SWBAT graph parametric equations.

A car and set of keys have been stolen - what does this have to do with parametric equations?

25 minutes

The purpose of today’s lesson is to give students two contexts that will build **conceptual understanding of parametric equations**. I really want my students to understand that there is a single input (usually time) and an ordered pair output. I feel that this is a great lesson to build that knowledge. I adapted these tasks from similar ones I found in a College Preparatory Mathematics textbook.

I give students the task worksheet and I have them work on it with their table groups. It is quite lengthy so I usually give them 20 – 30 minutes. As they are working on it I will circulate around the room to make sure that they are on the right track and to look out for general trends. Here is a list of a few things that I will key in on:

- Are students graphing correctly (e.g. not putting
*t*on the*x*-axis)? - Are the scales of the graph appropriate and accurate?
- What assumptions of the path of the car or the keys are students making?
- Do students understand what the input and output are?

20 minutes

After students have had sufficient time to work we will start discussing as a class. I will choose a student to share graphs in both instances as our starting point. Then we will discuss the questions. In this document I added some notes (in red) to show what answers and **ideas I want to bring out in class**. If these ideas do not come out naturally by my students, I will ask questions to get us there.
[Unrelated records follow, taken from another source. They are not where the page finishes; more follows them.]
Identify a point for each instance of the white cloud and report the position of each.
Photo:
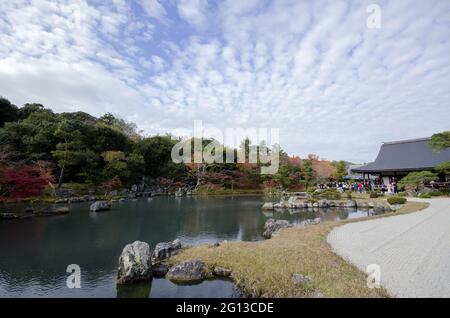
(193, 11)
(154, 9)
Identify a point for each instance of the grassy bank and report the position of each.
(265, 268)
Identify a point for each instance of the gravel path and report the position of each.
(412, 250)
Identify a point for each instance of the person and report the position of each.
(389, 188)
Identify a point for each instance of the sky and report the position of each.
(332, 81)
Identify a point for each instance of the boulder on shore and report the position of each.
(98, 206)
(222, 272)
(268, 206)
(378, 208)
(186, 272)
(134, 263)
(160, 270)
(301, 280)
(350, 204)
(53, 211)
(164, 250)
(272, 226)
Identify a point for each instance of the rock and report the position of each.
(52, 210)
(134, 263)
(222, 272)
(350, 204)
(99, 206)
(160, 270)
(164, 250)
(323, 204)
(301, 280)
(317, 294)
(311, 221)
(272, 226)
(77, 199)
(268, 206)
(188, 272)
(363, 205)
(61, 210)
(9, 216)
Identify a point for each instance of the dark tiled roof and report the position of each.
(406, 155)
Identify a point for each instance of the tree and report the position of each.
(8, 111)
(308, 171)
(417, 179)
(341, 170)
(440, 141)
(110, 185)
(282, 177)
(119, 165)
(443, 167)
(22, 181)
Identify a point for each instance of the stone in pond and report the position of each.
(164, 250)
(272, 226)
(135, 263)
(160, 270)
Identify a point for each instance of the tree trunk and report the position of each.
(61, 174)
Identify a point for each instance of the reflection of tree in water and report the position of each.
(136, 290)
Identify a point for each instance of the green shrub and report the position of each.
(396, 200)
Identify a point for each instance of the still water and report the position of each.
(35, 252)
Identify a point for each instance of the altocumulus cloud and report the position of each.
(311, 68)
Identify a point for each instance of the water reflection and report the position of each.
(35, 252)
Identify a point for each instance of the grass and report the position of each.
(265, 268)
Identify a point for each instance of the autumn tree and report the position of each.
(440, 141)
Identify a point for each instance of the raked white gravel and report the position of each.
(412, 250)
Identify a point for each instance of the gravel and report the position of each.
(412, 250)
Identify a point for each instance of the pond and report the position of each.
(35, 252)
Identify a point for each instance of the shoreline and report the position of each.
(266, 268)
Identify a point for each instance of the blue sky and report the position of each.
(314, 69)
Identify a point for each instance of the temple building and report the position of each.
(396, 159)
For question #7, it can be **really surprising** that the speed of the wind has no affect on when the keys will hit the ground. It is counterintuitive for some students to think that the keys will hit the ground at 4 seconds regardless of how fast the wind is going. Mythbusters did **an awesome demonstration** to prove that this is true. I show this clip to my students to convince them.

5 minutes

To close the lesson, I introduce the vocabulary associated with parametric equations. Students will write this summary down in the box at the end of their worksheet. The **important vocabulary** is shown below.